-
Notifications
You must be signed in to change notification settings - Fork 253
Description
There is a bug in the Neo driver that prevents the OpenCL runtime from working under application/languages that link to different versions of LLVM than the version support by the OpenCL compiler. This bug shows up in domain-specific languages like Halide (http://halide-lang.org) and TVM (https://github.com/dmlc/tvm) that use LLVM for Jitting, as well as tools like OCLGrind (https://github.com/jrprice/Oclgrind). It’s possible that there are co-existence problems where multiple OpenCL vendors have conflicting LLVM versions under the hood, but this has not been observed.
Reproducing the problem:
Install the latest Neo driver, download Halide and run the GPU sample from here: http://halide-lang.org/tutorials/tutorial_lesson_12_using_the_gpu.html using an OpenCL target.

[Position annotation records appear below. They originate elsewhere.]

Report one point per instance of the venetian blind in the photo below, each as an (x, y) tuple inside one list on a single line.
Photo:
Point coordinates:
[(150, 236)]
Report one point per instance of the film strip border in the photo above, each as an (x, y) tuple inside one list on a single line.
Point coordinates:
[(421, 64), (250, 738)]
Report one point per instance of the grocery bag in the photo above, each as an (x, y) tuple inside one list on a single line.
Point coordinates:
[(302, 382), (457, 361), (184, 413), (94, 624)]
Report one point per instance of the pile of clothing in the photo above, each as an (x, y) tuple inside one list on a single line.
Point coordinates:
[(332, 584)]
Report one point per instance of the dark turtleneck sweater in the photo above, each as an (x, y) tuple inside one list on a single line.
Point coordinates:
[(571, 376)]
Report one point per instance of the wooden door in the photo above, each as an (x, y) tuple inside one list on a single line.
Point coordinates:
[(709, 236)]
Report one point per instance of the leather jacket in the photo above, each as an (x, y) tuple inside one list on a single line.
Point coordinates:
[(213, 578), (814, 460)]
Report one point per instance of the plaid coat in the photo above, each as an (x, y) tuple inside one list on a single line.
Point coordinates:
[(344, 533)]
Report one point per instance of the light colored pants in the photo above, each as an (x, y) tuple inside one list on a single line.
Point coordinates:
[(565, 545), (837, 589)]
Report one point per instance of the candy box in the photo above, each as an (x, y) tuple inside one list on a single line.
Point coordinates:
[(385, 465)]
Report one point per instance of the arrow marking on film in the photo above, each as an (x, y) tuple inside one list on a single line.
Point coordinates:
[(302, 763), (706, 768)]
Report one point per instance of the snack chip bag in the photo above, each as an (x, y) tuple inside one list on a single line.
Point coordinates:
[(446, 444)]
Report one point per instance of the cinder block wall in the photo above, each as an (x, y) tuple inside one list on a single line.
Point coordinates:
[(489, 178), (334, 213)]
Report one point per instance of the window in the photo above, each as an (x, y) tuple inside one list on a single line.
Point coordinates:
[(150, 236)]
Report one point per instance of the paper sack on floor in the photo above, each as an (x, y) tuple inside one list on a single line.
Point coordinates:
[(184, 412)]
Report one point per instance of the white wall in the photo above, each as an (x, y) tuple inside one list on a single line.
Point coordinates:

You will see an error similar to this:
CommandLine Error: Option 'disable-inlined-alloca-merging' registered more than once!
Root Cause:
Halide is built against LLVM 6 and IGC uses LLVM 4. LLVM uses static initializers to register options. When Halide is linked it execution the static initializers in LLVM6 and when Neo->IGC->LLVM4 are dynamically loaded the LLVM4 static initializers are called causing the above error. Commenting out the error trap still results in runtime errors, which is likely caused by symbol preempted from the later version of LLVM (e.g. same symbol names but with LLVM6 bits instead of LLVM4 bits).
Possible fix:
Both the OpenCL and IGC are late bound using dlopen. Adding the RTLD_DEEPBIND flag to the dlopen calls in Neo (which load IGC) and to IGC (where it loads LLVM) should fix the problem. The deep bind scopes symbol resolutions to the local module, separating the LLVM versions and initializers. I’m not sure if there are any problematic side-effects to a deep bind.